1 Introduction

Since the inception of web technology, there is a need to understand usage patterns and this had been an area of research and addressed by several studies. Over a while due to changes in technology, we found that the methods published earlier are no more relevant. The essence of new research is to make the developed tool meaningful. Make the mining rely on data instead of user-submitted credentials. When a user connects to the server, it supplies the IP, user ID, timestamp, mode of request, status and several other information. An access protocol such as Hypertext Transfer Protocol (http) is responsible for content access. When a user wants to visit the site using http, they can use several devices. The visitor provides a Uniform Resource Locator (URL) or uses a page link. There are several off-the-shelf software’s available that could provide web browsing statistics. The information is retrieved using such software for getting an idea of the server traffic. As the volume of traffic increases, the complexity of data mining also increases. Increased traffic provides an opportunity for malicious attacks and requires a more advanced technique for web log mining [1].

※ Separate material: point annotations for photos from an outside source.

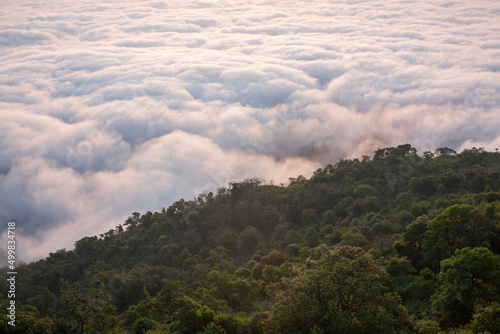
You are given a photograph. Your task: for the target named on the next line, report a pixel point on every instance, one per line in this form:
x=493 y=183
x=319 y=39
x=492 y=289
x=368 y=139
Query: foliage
x=397 y=243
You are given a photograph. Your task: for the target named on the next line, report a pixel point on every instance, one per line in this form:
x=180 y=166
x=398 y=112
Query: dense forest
x=394 y=243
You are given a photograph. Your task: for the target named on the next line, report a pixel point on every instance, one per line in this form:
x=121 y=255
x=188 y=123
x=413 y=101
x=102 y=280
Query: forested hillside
x=394 y=243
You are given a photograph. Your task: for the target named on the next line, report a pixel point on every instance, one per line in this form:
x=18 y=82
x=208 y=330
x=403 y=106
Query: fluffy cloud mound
x=108 y=108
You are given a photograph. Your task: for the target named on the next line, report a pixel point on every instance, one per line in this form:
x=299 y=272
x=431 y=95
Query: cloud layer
x=108 y=108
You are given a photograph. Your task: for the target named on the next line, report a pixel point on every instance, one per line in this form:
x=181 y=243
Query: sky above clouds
x=111 y=107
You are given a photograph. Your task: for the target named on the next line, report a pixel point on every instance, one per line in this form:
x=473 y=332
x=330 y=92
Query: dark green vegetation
x=397 y=243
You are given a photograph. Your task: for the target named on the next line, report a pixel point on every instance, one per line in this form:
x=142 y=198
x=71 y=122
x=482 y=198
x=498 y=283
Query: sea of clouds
x=111 y=107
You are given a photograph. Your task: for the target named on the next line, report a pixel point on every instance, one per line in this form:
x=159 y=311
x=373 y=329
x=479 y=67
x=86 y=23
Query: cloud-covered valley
x=107 y=108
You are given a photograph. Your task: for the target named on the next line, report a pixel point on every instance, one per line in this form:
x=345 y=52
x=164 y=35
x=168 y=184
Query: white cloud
x=110 y=108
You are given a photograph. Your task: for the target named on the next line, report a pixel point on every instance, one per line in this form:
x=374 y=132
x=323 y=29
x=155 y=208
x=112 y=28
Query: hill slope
x=394 y=243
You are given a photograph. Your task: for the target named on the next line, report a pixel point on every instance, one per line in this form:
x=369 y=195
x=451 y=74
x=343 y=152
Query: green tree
x=86 y=309
x=457 y=227
x=469 y=276
x=342 y=292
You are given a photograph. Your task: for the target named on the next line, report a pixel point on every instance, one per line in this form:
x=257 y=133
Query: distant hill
x=397 y=242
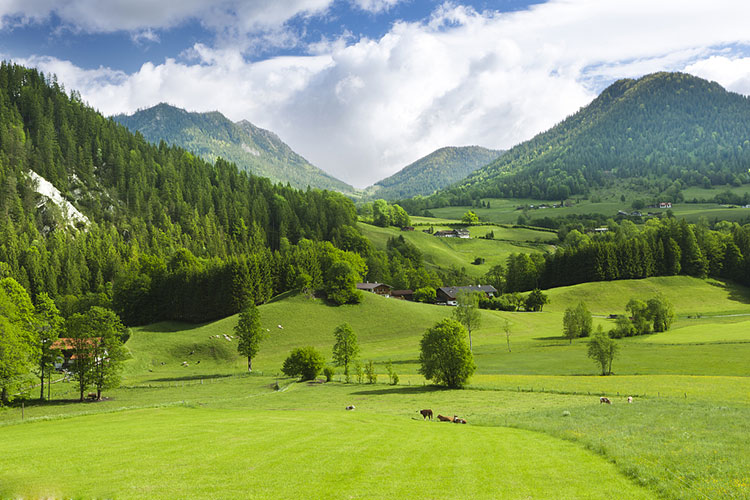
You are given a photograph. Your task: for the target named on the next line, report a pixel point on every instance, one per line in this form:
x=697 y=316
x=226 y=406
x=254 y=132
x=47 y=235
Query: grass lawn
x=458 y=252
x=536 y=428
x=209 y=453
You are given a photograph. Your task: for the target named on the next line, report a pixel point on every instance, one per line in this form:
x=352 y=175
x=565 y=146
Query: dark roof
x=452 y=291
x=370 y=286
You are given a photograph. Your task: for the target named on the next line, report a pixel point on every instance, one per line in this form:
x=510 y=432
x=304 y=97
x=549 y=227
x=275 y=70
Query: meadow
x=461 y=253
x=536 y=428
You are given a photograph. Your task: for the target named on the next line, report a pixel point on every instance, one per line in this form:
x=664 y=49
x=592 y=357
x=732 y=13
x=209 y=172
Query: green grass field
x=536 y=428
x=504 y=211
x=459 y=252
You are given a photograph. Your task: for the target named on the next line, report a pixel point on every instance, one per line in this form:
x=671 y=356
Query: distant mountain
x=212 y=135
x=437 y=170
x=661 y=133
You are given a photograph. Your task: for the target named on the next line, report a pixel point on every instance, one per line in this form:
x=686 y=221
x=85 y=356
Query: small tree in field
x=444 y=356
x=303 y=362
x=372 y=377
x=467 y=311
x=346 y=349
x=577 y=322
x=250 y=334
x=603 y=350
x=535 y=301
x=506 y=329
x=661 y=312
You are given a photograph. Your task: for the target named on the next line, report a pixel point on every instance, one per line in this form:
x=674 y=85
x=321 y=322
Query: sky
x=362 y=88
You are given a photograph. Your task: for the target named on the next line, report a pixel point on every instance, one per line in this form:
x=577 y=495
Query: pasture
x=536 y=428
x=457 y=252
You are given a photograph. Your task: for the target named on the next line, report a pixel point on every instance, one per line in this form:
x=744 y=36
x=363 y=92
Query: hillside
x=660 y=133
x=435 y=171
x=212 y=135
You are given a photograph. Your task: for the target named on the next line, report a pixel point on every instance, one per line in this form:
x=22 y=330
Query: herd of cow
x=428 y=414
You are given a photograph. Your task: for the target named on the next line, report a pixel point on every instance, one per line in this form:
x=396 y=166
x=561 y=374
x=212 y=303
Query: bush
x=303 y=362
x=445 y=356
x=393 y=377
x=372 y=377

During data mining, weblog data are collected from the server, client, or other sources. The collected data usually consists of different content. The data about the history of visits received from several sources give information about the browsing patterns of user during the overall usage. This data may include several types of users and corresponding visit patterns [2]. Weblog of a server does not portray sufficient insight about the visit behavior at the client side as they reflect the pages accessed. There is a need for pre-processing and cleaning web log data for further analysis. The essential component of pattern discovery and pattern analysis is to identify association rules. Many research works are available on this topic with several improvised techniques for data cleaning.

The web-based applications are growing at an alarming speed as a data exchange hub and a source for meeting day to day operations in all spheres of life. Web mining is the extraction of meaningful information from the logs generated during web surfing [3]. In general, weblog mining is divided mainly into content-based, usage based and structure based. The literature survey concerning the current work is limited to web mining based on the weblog’s page visit, dwelling time and unique IP’s. When a user accesses a web server, a log of visited sites gets generated. Analysis of the web logs can provide the user access history and about the content. The information gathered from the visit history could be used for planning e-commerce, m-commerce and other e-services such as banking, property renting and bill payment [4]. Accurate usage data could invite new users, also helps to maintain current customers, suggest new services, assess the impact of promotion alerts. Most of the time, marketing teams use this weblog mining information to create potential user profiles using navigation history, viewing time and page content [5].

The objective of the current work is to present a novel online dynamic session identification framework depending on the weblogs trace. The approach selected includes session detection with a user-defined schema using unique IPs, unique URLs, several sessions and average session length. The overall intent is to develop a scalable user and session identification paradigm for weblog data. The expected outcome is dependent on a scalable association rule mining technique. The mining objectives of the current work are as follows:

  • Distinguish one pattern from another.

  • Facilitate proper choice of the target segment of web content.

  • Facilitate effective tapping of the segmentation.

  • Crystallize the visit pattern of the target visitors.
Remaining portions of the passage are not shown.